China's largest oil company by capacity reported a net profit of 24.9 billion yuan ($4 billion) for the three months ended Sept. 30, down from 37.4 billion yuan a year earlier and below average 28.9 billion yuan net profit forecast of six analysts polled earlier by The Wall Street Journal.
PetroChina's revenue rose 3.9% to 551.6 billion yuan from 530.7 billion yuan a year earlier, because of a higher contribution from the company's upstream exploration-and-production operations.
Beijing-based PetroChina, which underperformed smaller rival China Petroleum & Chemical Corp.'s 9.4% decline in net profit for the same period, attributed its weak results to continued losses in its refining and chemicals businesses.
Like its domestic rivals, high crude costs have squeezed PetroChina's downstream refining and chemicals operations as China's fuel-pricing system prevents refiners from passing on higher costs to consumers.
Net profit in the nine months ended Sept. 30 fell 16% to 87 billion yuan from 103.4 billion yuan a year earlier, the company said.
The company's crude oil output rose 2% to 683.2 million barrels in the January-September period, while the average selling price for its crude oil fell 0.2% to $103.62 a barrel.
Operating losses from PetroChina's refining business in the January-September period narrowed to 30 billion yuan from 41.5 billion yuan, after China's government permitted a 6.1%-6.5% increase in the prices of refined products in September.

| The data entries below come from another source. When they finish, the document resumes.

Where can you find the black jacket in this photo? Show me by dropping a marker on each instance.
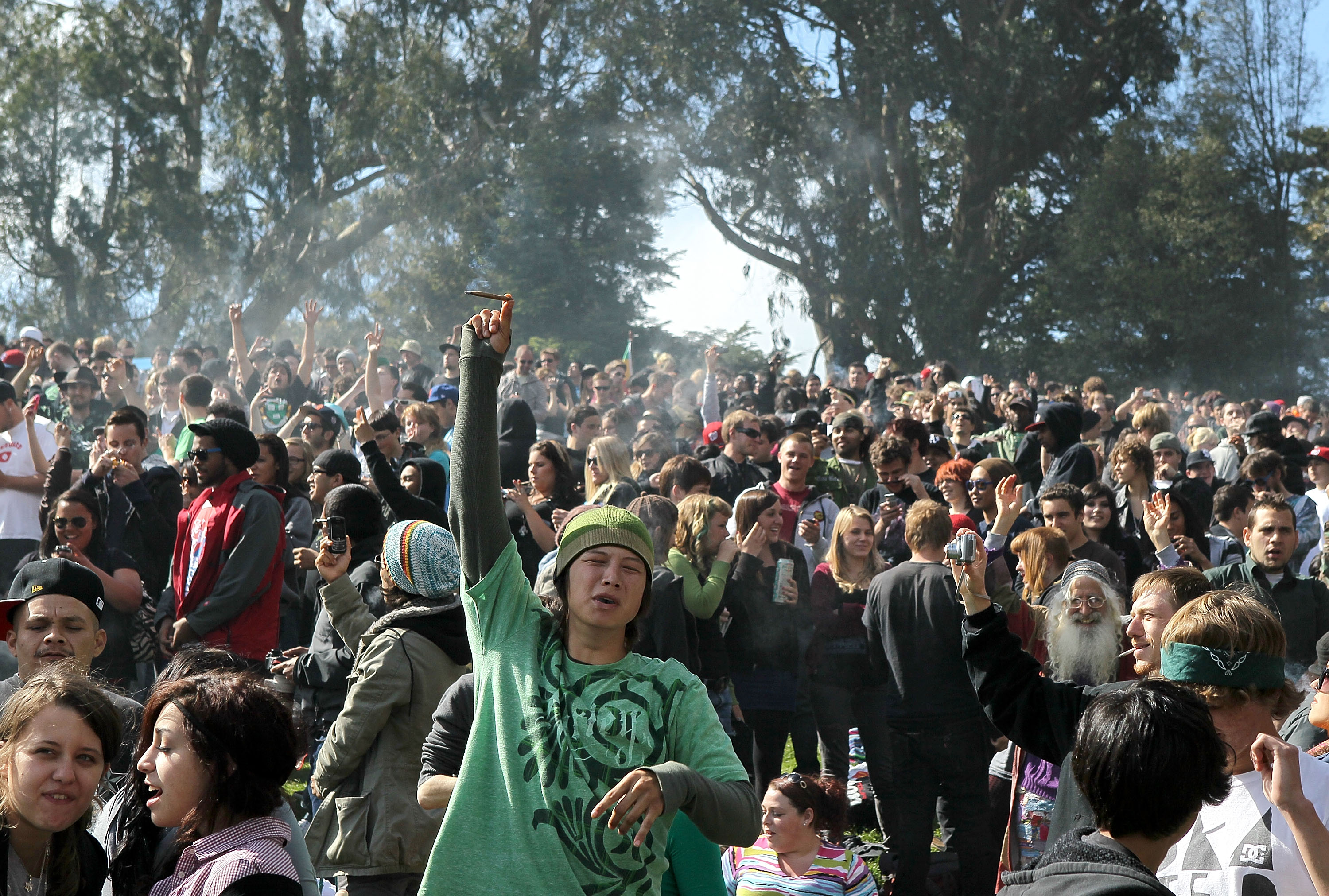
(730, 479)
(428, 506)
(92, 865)
(1078, 866)
(765, 635)
(669, 631)
(1034, 712)
(1073, 462)
(321, 675)
(516, 436)
(446, 745)
(139, 519)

China's government often pressures the country's two largest refiners--PetroChina and Sinopec--to maintain their prices for refined products even when crude oil prices surge in the global market, as part of Beijing's efforts to keep a lid on inflation.

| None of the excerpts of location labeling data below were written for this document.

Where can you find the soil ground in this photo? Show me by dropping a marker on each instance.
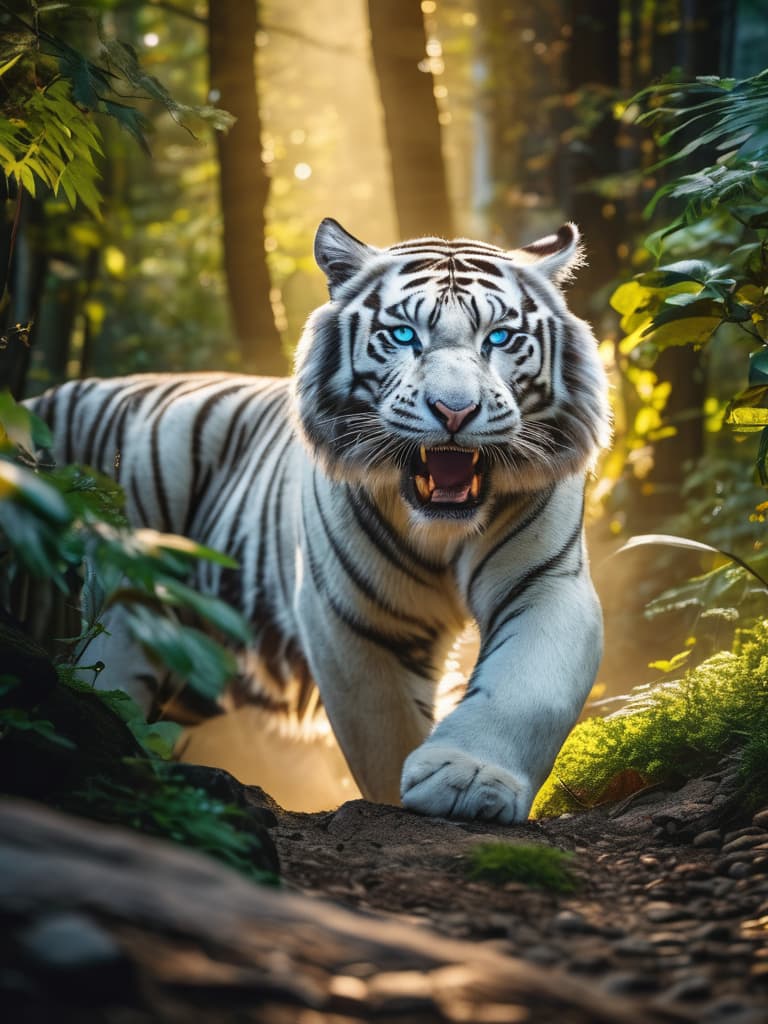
(667, 909)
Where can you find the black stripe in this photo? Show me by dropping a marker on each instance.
(220, 505)
(196, 443)
(354, 573)
(413, 652)
(501, 615)
(540, 504)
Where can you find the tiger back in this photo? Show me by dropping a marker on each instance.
(425, 466)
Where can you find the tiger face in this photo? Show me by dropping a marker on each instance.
(451, 371)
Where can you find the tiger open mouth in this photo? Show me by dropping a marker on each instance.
(446, 478)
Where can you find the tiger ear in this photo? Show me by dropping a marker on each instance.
(339, 254)
(557, 255)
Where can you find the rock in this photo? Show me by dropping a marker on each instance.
(743, 842)
(660, 912)
(709, 838)
(739, 869)
(694, 986)
(69, 941)
(627, 983)
(634, 946)
(572, 921)
(206, 944)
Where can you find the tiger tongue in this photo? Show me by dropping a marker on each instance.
(451, 469)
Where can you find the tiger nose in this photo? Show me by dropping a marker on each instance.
(454, 419)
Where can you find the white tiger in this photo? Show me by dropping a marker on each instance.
(425, 466)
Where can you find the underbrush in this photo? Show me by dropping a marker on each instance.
(669, 732)
(532, 864)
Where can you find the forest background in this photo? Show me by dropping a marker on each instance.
(178, 239)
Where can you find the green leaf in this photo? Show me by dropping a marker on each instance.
(759, 367)
(25, 486)
(213, 610)
(188, 653)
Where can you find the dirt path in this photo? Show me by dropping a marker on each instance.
(668, 923)
(670, 913)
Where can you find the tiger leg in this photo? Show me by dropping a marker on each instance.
(379, 711)
(488, 758)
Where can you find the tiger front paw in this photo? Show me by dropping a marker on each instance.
(444, 781)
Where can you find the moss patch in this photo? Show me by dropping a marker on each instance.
(670, 732)
(544, 866)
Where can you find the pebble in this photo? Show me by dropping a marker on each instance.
(545, 955)
(743, 843)
(629, 983)
(648, 860)
(572, 921)
(739, 869)
(712, 932)
(695, 986)
(634, 947)
(70, 942)
(709, 838)
(659, 912)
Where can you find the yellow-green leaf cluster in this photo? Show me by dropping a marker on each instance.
(52, 142)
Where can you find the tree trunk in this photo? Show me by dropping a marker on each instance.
(413, 131)
(244, 185)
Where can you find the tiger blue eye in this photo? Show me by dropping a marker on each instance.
(403, 335)
(499, 336)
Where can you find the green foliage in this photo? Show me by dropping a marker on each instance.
(712, 273)
(168, 807)
(47, 133)
(543, 866)
(667, 732)
(67, 525)
(90, 751)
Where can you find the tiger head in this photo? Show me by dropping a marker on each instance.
(450, 371)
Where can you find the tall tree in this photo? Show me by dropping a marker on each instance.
(411, 118)
(244, 184)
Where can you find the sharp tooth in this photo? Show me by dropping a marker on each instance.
(422, 486)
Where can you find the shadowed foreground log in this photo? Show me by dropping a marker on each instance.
(99, 924)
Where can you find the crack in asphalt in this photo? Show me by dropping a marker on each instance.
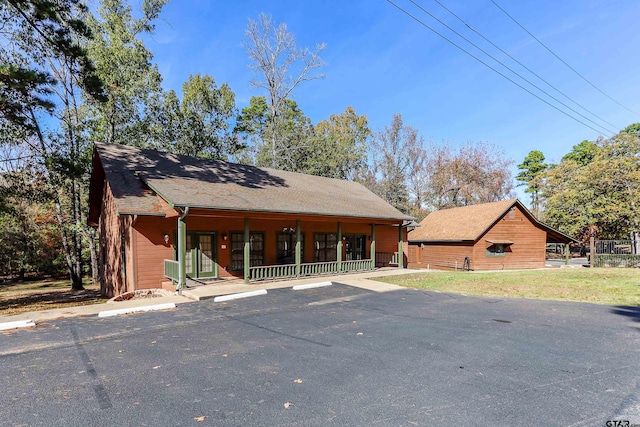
(101, 393)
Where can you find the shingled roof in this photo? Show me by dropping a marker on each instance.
(469, 223)
(139, 177)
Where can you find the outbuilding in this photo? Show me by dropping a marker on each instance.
(488, 236)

In addition, operating profit from the natural gas and pipeline business in the January-September period fell sharply to 885 million yuan from 13.2 billion yuan a year earlier, due to higher imports of natural gas from Central Asia and purchases of liquefied natural gas.
Analysts said they expect domestic refining margins to improve in the fourth quarter on expectations that Beijing will implement a new fuel policy in the near term.

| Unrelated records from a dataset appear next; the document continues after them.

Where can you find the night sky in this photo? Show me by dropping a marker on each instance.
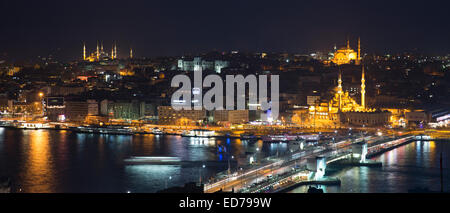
(160, 28)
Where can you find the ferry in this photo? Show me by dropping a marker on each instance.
(279, 138)
(250, 137)
(118, 130)
(152, 160)
(30, 125)
(157, 131)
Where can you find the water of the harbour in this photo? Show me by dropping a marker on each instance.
(64, 161)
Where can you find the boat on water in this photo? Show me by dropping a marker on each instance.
(296, 145)
(250, 137)
(32, 125)
(118, 130)
(157, 131)
(203, 133)
(152, 160)
(278, 138)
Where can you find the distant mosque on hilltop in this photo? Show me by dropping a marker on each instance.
(100, 55)
(346, 55)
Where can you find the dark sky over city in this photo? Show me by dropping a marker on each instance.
(160, 28)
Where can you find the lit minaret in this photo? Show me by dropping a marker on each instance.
(340, 89)
(84, 51)
(363, 89)
(115, 50)
(359, 49)
(112, 52)
(98, 52)
(358, 57)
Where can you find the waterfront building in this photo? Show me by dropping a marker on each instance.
(200, 64)
(231, 116)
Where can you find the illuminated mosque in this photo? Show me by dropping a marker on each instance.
(342, 108)
(101, 55)
(345, 55)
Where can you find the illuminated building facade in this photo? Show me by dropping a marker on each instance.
(346, 55)
(342, 108)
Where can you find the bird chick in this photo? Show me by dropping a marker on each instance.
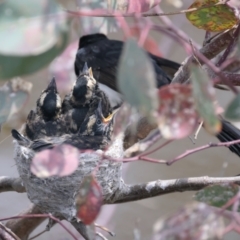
(49, 103)
(45, 121)
(95, 124)
(76, 105)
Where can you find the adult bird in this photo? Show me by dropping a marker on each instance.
(103, 54)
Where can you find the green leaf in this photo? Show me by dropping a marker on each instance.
(89, 200)
(204, 95)
(215, 18)
(136, 79)
(13, 96)
(29, 44)
(217, 195)
(193, 221)
(233, 110)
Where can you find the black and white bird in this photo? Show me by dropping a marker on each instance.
(45, 121)
(77, 104)
(103, 54)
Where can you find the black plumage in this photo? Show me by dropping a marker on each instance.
(103, 54)
(76, 140)
(45, 120)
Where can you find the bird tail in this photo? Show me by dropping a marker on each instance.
(20, 138)
(230, 133)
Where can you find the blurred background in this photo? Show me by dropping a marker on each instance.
(40, 29)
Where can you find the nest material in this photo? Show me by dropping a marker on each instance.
(56, 195)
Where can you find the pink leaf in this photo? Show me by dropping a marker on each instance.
(62, 68)
(89, 200)
(137, 6)
(177, 115)
(62, 160)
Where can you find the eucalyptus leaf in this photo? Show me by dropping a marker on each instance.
(30, 40)
(11, 66)
(136, 79)
(13, 96)
(204, 95)
(233, 110)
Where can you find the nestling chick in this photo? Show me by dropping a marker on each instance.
(76, 105)
(49, 103)
(45, 120)
(95, 124)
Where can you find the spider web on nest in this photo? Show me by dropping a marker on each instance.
(56, 195)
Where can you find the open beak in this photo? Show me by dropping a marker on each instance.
(110, 117)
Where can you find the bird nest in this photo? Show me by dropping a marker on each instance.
(55, 194)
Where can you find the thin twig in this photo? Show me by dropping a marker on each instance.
(105, 13)
(42, 216)
(11, 184)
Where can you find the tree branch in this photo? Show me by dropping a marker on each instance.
(7, 234)
(210, 50)
(84, 230)
(11, 184)
(233, 78)
(156, 188)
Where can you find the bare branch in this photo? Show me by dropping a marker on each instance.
(156, 188)
(103, 13)
(233, 78)
(210, 50)
(23, 227)
(7, 234)
(11, 184)
(140, 147)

"We believe that the current more transparent and market-driven fuel mechanism indicates that the direction for China's energy pricing policy that is irreversible," UOB KayHian analysts said Monday.
CNOOC Ltd., China's largest offshore oil and gas producer by capacity, last week reported a 5.2% rise in third-quarter revenue to 48.96 billion yuan on higher oil and gas output. CNOOC provides only net profit figures for the first half and full year.